15 Chadwick DW et al. A double-blind trial of gabapentin monotherapy for newly diagnosed partial seizures. International Gabapentin Monotherapy Study Group 945-77. Neurology 1998;51:1282-1288.

16 Marson AG et al. New antiepileptic drugs; a systematic review of their efficacy and tolerability. Br Med J 1996;313:1169-1174.

17 Brodie MJ. The drugs are not all the same. Br Med J 1997;314:602-603.

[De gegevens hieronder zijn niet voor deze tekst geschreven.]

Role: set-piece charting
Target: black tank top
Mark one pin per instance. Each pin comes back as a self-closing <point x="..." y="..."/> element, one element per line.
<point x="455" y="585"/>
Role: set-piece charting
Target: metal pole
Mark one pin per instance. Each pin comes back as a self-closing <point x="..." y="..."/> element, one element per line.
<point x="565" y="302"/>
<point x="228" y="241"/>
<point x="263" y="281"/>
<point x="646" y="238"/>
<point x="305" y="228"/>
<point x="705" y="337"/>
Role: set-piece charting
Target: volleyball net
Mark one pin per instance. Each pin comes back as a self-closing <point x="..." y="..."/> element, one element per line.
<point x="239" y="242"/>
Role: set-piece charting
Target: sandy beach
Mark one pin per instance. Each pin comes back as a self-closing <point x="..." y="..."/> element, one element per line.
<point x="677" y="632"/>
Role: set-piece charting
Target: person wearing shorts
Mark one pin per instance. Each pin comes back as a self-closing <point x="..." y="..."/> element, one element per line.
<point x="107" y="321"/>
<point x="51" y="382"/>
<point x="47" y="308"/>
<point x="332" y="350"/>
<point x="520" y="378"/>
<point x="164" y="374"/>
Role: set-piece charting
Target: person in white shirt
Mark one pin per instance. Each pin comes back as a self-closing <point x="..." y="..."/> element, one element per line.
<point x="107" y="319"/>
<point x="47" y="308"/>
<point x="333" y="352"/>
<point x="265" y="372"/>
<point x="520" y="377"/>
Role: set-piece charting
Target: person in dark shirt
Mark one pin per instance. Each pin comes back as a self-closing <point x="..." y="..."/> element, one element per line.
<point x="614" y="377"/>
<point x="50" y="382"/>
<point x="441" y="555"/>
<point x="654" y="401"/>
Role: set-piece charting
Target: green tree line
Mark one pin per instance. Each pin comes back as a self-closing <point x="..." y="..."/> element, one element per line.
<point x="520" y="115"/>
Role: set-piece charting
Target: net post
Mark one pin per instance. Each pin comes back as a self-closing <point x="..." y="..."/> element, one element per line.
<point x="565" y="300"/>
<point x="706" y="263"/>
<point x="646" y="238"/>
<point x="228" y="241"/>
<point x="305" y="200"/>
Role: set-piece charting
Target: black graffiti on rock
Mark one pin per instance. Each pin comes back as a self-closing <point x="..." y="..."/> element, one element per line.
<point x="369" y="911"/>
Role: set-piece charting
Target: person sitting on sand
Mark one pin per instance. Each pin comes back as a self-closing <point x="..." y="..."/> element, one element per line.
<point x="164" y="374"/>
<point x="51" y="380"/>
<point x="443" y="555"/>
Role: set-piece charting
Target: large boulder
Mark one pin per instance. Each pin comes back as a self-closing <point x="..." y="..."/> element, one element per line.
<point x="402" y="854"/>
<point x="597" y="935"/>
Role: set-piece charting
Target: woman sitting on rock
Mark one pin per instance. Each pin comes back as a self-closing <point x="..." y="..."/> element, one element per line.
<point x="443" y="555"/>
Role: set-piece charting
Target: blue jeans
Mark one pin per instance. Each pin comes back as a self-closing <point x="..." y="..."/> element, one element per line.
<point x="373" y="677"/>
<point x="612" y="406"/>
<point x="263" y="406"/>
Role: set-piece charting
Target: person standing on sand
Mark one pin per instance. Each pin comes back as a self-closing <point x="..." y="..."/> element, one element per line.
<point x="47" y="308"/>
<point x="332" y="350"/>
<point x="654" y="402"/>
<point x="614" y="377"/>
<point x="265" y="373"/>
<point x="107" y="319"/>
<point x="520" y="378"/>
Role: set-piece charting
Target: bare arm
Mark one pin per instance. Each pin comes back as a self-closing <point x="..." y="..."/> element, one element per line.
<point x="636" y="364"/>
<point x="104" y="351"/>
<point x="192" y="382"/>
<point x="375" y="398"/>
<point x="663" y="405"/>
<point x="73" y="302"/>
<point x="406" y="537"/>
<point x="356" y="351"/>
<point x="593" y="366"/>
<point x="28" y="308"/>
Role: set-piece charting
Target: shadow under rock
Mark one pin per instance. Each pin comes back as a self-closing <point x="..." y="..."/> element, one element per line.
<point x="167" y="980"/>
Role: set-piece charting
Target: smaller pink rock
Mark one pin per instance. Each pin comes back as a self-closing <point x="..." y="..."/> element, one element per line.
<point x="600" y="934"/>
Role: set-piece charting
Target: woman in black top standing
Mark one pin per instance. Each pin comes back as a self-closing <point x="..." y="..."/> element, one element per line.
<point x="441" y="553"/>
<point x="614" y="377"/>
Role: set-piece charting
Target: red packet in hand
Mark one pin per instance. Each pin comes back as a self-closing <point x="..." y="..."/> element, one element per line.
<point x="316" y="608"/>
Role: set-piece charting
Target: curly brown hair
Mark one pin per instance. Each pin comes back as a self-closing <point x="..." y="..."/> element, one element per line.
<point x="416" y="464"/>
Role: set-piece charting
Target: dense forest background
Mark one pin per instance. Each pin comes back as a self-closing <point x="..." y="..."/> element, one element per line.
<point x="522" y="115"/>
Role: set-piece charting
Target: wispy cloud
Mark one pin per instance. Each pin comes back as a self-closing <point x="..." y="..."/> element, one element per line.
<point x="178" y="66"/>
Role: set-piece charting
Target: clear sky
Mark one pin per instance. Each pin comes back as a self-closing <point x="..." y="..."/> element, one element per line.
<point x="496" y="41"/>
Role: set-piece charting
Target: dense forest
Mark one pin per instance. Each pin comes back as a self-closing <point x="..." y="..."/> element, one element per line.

18 Brodie MJ. Data on results of using different anti-epileptic drugs do excist. Br Med J 1997;315:885.

19 Backonja M et al. Gabapentin for the symptomatic treatment of painful neuropathy in patients with diabetes mellitus. JAMA 1998;280:1831-1836.

20 Rowbotham M et al. Gabapentin for the treatment of postherpetic neuralgia. JAMA 1998;280:1837-1842.

21 FDA talk paper Gabapentin. November 1999.